Inside Kai Cafe and Restaurant

Ireland is currently facing an extreme shortage of chefs—so much that it's a threat to the hospitality industry, according to the Restaurants Association of Ireland. The issue has its roots in the country's required training for culinary arts programs: many schools that offer certificates or degrees don't require their students to get valuable real-world kitchen experience, so few schools turn out aspiring chefs that restaurateurs believe to be appropriately qualified. This has the Association requesting that the Minister for Education re-establish CERT, the now-defunct state tourism agency, provide training in the hospitality industry.

Which is why Murphy thinks this database will be so important; if restaurants are to be filling these positions, and the hospitality industry is to become more balanced, it needs to be impossible for business owners to claim there are no great women chefs are out there. As Murphy says repeatedly, “we are here.”

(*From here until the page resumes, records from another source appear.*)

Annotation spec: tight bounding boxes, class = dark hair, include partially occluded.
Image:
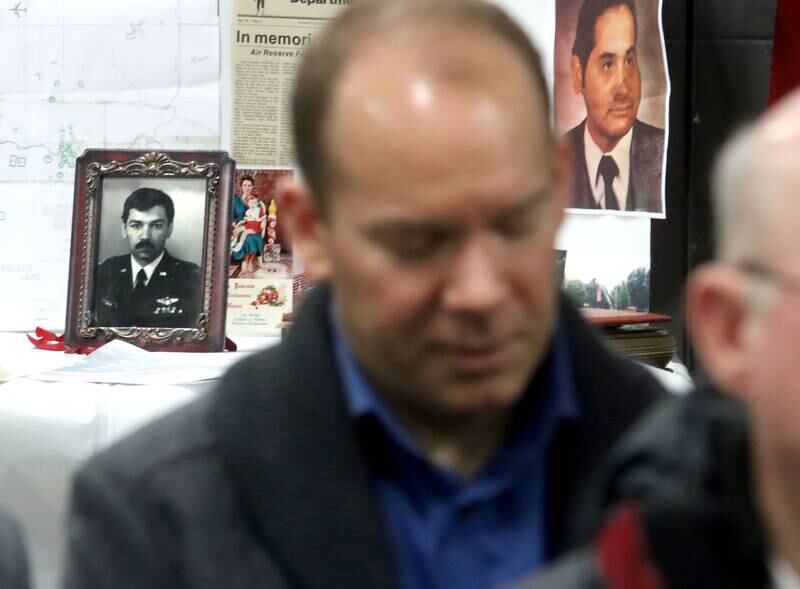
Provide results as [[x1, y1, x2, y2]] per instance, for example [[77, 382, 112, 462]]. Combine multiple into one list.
[[572, 0, 639, 81], [292, 0, 550, 205], [122, 188, 175, 225]]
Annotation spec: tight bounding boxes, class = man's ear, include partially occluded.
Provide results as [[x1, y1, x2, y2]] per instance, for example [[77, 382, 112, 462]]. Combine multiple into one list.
[[278, 181, 331, 280], [686, 263, 754, 395], [570, 55, 583, 94]]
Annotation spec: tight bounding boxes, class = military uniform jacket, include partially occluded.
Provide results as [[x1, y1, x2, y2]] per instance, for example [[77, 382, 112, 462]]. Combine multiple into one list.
[[94, 251, 201, 328]]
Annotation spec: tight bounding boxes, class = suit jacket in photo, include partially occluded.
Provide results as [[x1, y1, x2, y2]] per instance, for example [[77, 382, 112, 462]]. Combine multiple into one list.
[[564, 119, 664, 213], [94, 251, 201, 328], [64, 286, 664, 589]]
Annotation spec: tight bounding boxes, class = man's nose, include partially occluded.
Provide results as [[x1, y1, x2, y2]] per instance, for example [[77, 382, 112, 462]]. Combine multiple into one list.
[[443, 236, 508, 313], [614, 67, 631, 94]]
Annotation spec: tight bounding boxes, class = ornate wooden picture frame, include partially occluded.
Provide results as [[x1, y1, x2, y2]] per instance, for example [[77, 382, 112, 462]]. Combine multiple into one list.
[[65, 149, 235, 352]]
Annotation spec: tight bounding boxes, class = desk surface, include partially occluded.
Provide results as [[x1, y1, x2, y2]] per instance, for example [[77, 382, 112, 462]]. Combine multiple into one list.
[[0, 332, 278, 589]]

And once women are in these kitchens, it’s about making sure they’re hospitable to both men and women, but especially women, who are at a disadvantage.

"How can we break the cycle?" she asks, referencing Ireland's gender-based pay gap (women are paid 14% less than men, according to the EU Commission), the demanding hours and vacation-less months, and the threat of losing your job should you choose to start a family.

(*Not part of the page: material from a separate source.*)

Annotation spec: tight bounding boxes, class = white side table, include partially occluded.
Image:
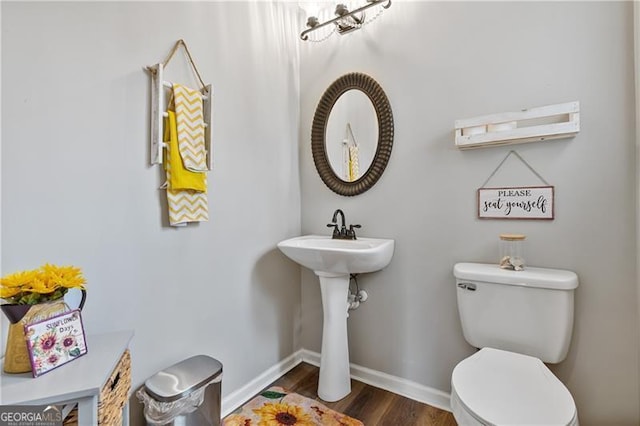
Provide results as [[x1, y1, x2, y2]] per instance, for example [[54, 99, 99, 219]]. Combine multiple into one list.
[[0, 331, 133, 426]]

These issues aren't unique to Ireland, or even New Zealand—they plague female chefs around the world, and the topic hasn't go completely undiscussed. In an interview with Splendid Table, Cohen cites the "restaurant industry's lack of benefits like health care and maternity leave" as sources; in Gastronomica, Charlotte Druckman investigates the mark of a "great chef," which doesn't work in womens' favor; and on Eater, Amanda Kludt explore how paid maternity leave could be key to reducing the gender divide.

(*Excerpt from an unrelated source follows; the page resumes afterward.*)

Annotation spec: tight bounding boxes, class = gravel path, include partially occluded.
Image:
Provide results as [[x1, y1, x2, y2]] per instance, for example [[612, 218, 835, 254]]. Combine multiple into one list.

“Can women who choose not to play by the same rules as the boys; who are equally ambitious culinarily but prefer different lifestyles—a slower pace, a more communal spirit in the kitchen, motherhood, less manic hours, or one restaurant where they cook as opposed to ten they oversee from afar—still vie for the same trophies as their male counterparts?” Druckman writes. “As long as success is measured by the male status quo, women will likely remain overlooked.”

So to Murphy, it starts with this database: something journalists, restaurateurs, panels, and those in the hospitality sector can reference to start getting women in restaurants, speaking on panels, participating in cooking demonstrations. Then, perhaps, the restaurant industry can see that it has to shift its bar for what makes a Great Chef.

“If I can get young women back in kitchens and make their lives more bearable, then we’d have more females in kitchens,” she says. “I want to be able to say ‘you can have a family, you can have lives, you can have hobbies, you can do all the things that your mates do.’ If we can make one little change, it will make a big difference.”